Turkey’s President Tayyip Erdogan vowed to seize municipalities in mainly-Kurdish provinces once again by appointing trustees immediately after upcoming local elections take place if Peoples’ Democratic Party (HDP) mayoral candidates come out of ballot box victorious.

“Elections are nearing. If those involved with terror come out of the ballot box, we shall appoint trustees with no delay,” Erdogan said.

“Erdogan is already declaring that he will not recognise a people’s will even if it comes out of the ballot box,” the opposition People’s Republican Party (CHP) lawmaker Sezgin Tanrikulu said.

On August 15, 2016, an amendment was proposed at the plenary session of the Turkish parliament that includes an article about a regulation that would allow the Ministry of Internal Affairs to appoint trustees to municipalities, replacing democratically elected HDP co-mayors. Following intense objections from opposition parties, the article was removed from the amendment. Despite this, an emergency rule decree allowing the Ministry of Internal Affairs to appoint trustees to replace co-mayors was announced on official gazette and this decision was put into force on September 1, 2016.

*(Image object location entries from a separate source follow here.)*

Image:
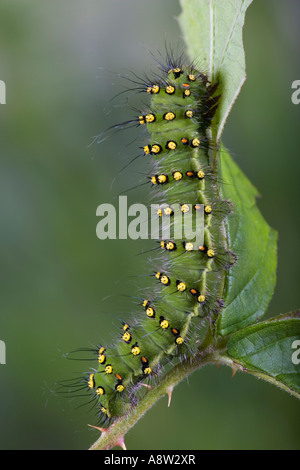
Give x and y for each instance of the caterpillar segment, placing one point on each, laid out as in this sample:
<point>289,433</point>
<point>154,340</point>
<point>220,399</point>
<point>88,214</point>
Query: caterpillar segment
<point>190,279</point>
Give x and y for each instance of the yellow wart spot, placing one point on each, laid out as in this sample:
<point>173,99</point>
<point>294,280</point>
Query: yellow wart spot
<point>164,280</point>
<point>170,246</point>
<point>155,148</point>
<point>170,89</point>
<point>177,175</point>
<point>150,118</point>
<point>179,340</point>
<point>126,336</point>
<point>164,324</point>
<point>171,145</point>
<point>196,142</point>
<point>181,286</point>
<point>150,312</point>
<point>189,246</point>
<point>168,211</point>
<point>104,410</point>
<point>185,208</point>
<point>189,114</point>
<point>162,179</point>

When the dismissed co-mayors were asked, President Recep Tayyip Erdogan, who had previously praised the will of people against the coups repeatedly, did not hesitate to say, “Some ask how the elected could be sacked. They could be sacked without a hitch”. When asked about the trustees, Suleyman Soylu, the new Minister of Interior, said, “I will speak openly: We will be cruel.”

Currently, 94 of 102 municipalities in Kurdish-majority cities and towns are administered by Ankara-appointed trustees as the Erdogan administration moved in late 2016 to depose, arrest, and jail mayors elected in the previous 2014 vote with charges of “aiding and abetting terrorist organisations” with state resources and tax money.  Although the Ministry of Interior inspectors have investigated the budget and financial accounts of the municipalities for months, they could not find any single piece of evidence to justify these accusations.

Taking over Kurdish city halls like invaders, the appointed trustees hung huge Turkish flags on the municipal buildings, also removing signs written in Kurdish and Armenian. The police and military officers surrounded and seized public buildings with armed vehicles as if they were invading enemy territories. Consequently, it has become almost impossible for city dwellers even to access the municipalities that are supposed to provide services.